In the early stage of the project, we installed only one optical filter (500nm short-wave cutoff) in this module. We found that our detector could not detect weak fluorescence. For this reason, we purchased a convex lens with a diameter of one inch and a focal length of 25mm to collect light, which enabled us to receive the more fluorescence, and then we carefully calculated the light path, we used two identical convex lenses (focal length 25mm) to collect light. We first regarded the fluorescence from the bacteria box to parallel light approximately, which is equivalent to two convex lenses. After calculating the focal length and combining with the experiment, we found the best position where placed the convex lens, and finally successfully received the fluorescent signal of our detection bacteria.

Photoelectric sensors include ordinary photoresistors, avalanche diodes, and photomultipliers. We listened to the advice of many professors. After balancing, we finally adopted a silicon-based avalanche diode detector as our detection module.

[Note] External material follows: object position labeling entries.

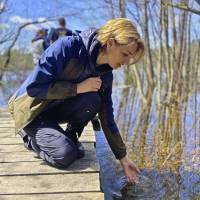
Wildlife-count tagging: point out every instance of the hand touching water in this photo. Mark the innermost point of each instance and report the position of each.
(130, 170)
(89, 85)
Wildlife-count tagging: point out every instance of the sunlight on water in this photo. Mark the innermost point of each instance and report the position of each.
(165, 148)
(165, 145)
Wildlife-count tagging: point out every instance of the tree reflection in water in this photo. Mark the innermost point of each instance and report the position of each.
(164, 142)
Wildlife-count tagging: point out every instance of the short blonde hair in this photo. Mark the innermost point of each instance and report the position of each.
(123, 32)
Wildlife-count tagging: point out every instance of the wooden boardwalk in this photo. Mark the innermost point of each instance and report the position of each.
(24, 176)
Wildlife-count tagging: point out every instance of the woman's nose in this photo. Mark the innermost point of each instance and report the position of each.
(126, 61)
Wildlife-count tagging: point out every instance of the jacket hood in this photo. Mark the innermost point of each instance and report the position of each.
(92, 46)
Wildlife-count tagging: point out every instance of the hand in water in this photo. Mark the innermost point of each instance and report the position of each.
(130, 170)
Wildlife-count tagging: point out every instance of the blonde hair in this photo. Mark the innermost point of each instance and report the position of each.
(123, 32)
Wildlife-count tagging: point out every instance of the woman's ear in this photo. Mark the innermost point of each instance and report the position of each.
(110, 42)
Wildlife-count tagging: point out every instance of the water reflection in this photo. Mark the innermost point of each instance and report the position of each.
(164, 142)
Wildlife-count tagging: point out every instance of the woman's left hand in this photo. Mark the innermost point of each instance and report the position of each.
(130, 170)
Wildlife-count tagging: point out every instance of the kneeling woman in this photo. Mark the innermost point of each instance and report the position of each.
(71, 83)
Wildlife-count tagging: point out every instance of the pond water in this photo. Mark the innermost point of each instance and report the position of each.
(164, 142)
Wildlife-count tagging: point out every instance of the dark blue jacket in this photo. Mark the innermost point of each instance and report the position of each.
(69, 61)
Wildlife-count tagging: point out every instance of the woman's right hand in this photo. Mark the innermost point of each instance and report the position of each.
(89, 85)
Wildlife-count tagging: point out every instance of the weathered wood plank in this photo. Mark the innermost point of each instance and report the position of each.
(49, 183)
(61, 196)
(86, 164)
(18, 140)
(22, 156)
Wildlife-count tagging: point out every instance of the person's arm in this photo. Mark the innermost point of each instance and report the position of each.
(114, 138)
(44, 83)
(108, 124)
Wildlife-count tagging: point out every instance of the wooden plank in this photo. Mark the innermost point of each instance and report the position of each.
(86, 164)
(18, 140)
(61, 196)
(28, 156)
(49, 183)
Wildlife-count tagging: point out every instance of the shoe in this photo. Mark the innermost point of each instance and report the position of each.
(26, 140)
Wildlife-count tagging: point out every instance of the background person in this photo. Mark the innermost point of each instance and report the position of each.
(71, 83)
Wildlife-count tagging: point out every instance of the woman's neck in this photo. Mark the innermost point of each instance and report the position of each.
(102, 58)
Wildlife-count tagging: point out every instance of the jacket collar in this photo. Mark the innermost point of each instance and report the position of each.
(92, 46)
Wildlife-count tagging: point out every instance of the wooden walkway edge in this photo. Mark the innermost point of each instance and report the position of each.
(24, 176)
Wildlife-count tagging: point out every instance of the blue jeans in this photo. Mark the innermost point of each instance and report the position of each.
(49, 140)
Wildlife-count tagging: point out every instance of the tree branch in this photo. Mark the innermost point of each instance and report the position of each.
(184, 7)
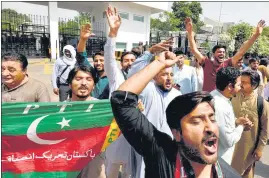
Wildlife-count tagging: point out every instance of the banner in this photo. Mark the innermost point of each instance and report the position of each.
(54, 139)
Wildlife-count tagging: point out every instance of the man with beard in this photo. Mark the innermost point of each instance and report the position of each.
(98, 63)
(185, 76)
(228, 83)
(61, 69)
(253, 65)
(101, 87)
(217, 61)
(82, 80)
(193, 151)
(17, 86)
(118, 153)
(156, 96)
(250, 147)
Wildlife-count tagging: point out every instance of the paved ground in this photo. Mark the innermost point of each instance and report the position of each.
(41, 70)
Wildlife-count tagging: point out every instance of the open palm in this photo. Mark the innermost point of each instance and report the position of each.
(85, 31)
(188, 24)
(260, 27)
(114, 19)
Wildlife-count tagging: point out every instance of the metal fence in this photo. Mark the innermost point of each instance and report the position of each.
(29, 34)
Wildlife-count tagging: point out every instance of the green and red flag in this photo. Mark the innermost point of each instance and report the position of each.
(54, 139)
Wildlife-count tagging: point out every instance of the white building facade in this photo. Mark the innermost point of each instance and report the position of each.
(135, 16)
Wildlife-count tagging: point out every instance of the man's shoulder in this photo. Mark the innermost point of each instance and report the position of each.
(175, 92)
(227, 170)
(34, 82)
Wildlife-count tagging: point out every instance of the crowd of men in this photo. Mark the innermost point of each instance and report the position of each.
(206, 120)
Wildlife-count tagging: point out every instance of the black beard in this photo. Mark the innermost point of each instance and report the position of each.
(191, 154)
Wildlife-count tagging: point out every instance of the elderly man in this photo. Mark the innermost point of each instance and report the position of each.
(17, 86)
(193, 151)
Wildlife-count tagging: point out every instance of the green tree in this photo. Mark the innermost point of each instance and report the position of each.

The laser has a narrow wave band and stable power, making it ideal for use as a convenient excitation source. The laser used by us has a wavelength of 450 nm and a power of 4.8 mw.

In order to more easily detect fluorescence and conform to the modular concept, we designed the chassis base and placed the electronic components (development board, relay, water pump, switching power supply, etc.) of the detection device.

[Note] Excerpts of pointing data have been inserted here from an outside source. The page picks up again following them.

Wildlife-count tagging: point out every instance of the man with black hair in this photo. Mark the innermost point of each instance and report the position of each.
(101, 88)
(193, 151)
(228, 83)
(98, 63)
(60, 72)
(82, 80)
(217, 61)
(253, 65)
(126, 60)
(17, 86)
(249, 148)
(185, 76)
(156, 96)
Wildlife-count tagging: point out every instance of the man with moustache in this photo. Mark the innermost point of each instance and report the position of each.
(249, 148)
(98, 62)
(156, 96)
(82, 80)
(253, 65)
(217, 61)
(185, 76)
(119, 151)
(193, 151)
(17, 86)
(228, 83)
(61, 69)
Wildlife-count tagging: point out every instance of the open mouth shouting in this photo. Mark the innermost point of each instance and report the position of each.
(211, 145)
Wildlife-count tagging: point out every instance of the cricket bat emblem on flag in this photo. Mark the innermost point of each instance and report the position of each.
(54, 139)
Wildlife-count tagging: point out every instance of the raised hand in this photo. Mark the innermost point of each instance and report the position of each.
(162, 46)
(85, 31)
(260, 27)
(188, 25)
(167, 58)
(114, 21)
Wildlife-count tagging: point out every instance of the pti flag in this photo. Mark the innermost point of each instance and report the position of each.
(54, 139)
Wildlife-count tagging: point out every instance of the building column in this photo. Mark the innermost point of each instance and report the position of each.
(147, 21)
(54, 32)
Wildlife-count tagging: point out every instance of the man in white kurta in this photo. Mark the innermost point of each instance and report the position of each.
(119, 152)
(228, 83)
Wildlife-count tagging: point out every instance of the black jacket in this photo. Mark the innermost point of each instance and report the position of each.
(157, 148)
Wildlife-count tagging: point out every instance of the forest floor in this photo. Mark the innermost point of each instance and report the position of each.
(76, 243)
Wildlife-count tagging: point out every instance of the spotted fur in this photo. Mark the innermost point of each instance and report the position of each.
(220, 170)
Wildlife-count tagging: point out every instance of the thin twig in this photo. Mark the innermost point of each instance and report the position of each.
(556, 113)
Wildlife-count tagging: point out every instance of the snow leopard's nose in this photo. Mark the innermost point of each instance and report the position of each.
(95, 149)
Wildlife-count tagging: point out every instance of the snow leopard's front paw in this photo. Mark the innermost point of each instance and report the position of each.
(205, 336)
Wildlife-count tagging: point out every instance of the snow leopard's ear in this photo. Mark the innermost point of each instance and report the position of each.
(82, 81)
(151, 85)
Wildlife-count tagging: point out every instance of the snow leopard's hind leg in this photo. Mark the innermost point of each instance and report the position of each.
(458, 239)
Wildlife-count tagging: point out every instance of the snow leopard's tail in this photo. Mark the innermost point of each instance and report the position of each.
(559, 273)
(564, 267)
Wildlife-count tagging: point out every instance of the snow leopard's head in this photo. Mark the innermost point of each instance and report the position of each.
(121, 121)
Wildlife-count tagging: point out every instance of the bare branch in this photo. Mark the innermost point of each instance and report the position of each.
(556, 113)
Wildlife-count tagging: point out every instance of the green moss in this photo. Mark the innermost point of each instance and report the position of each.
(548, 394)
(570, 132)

Under the professor's guidance, we used a 24-bit analog-to-digital conversion acquisition card equipped with a stm32F103C8T6 chip, which used it to receive the DC signal from the detector module and control the operation of the pump and laser by controlling the optocoupler isolation relay.

We also use a switching power supply that can output 12V, 5V voltage to centrally supply power to the electronic components in the chassis base (acquisition card and relay 12V power supply, pump and laser 5V power supply)

In the end, we successfully made a fluorescence detection device and uploaded its 3D files, parts list, and software code to our website. It has a variety of usage modes: samples can be both added by users for a single test and automatically added for real-time monitoring.

The device can also be adapt to different fluorescence detection tasks by changing its module. Currently, we use it for qualitative and quantitative detection of ciprofloxacin, and we will use it to monitor the concentration of ciprofloxacin in real time in the environment.

We compared our detection device with a microplate reader (Thermo Scientific Varioskan LUX) to verify the excellent performance of the device.

So we wanted to use our device to quantitatively measure the concentration of CIP. First, we used high concentration of CIP to induce concentrated and concentrated detection bacteria with high-concentration so that we could detect their fluorescence intensity when they emitted light. We found that the average of the voltage output from the detection module is 3.3mV (the voltage output under normal experimental conditions is often only 2mV). We also used a multi-function microplate reader to perform fluorescence detection on those bacteria. It was found that when the total intensity of green fluorescence increased well as CIP concentration rose, the relative fluorescence intensity was only between 1 and 8. Although the fluorescence of our detection bacteria is weak, we finally succeeded in quantitatively detecting the concentration of CIP with our detection device.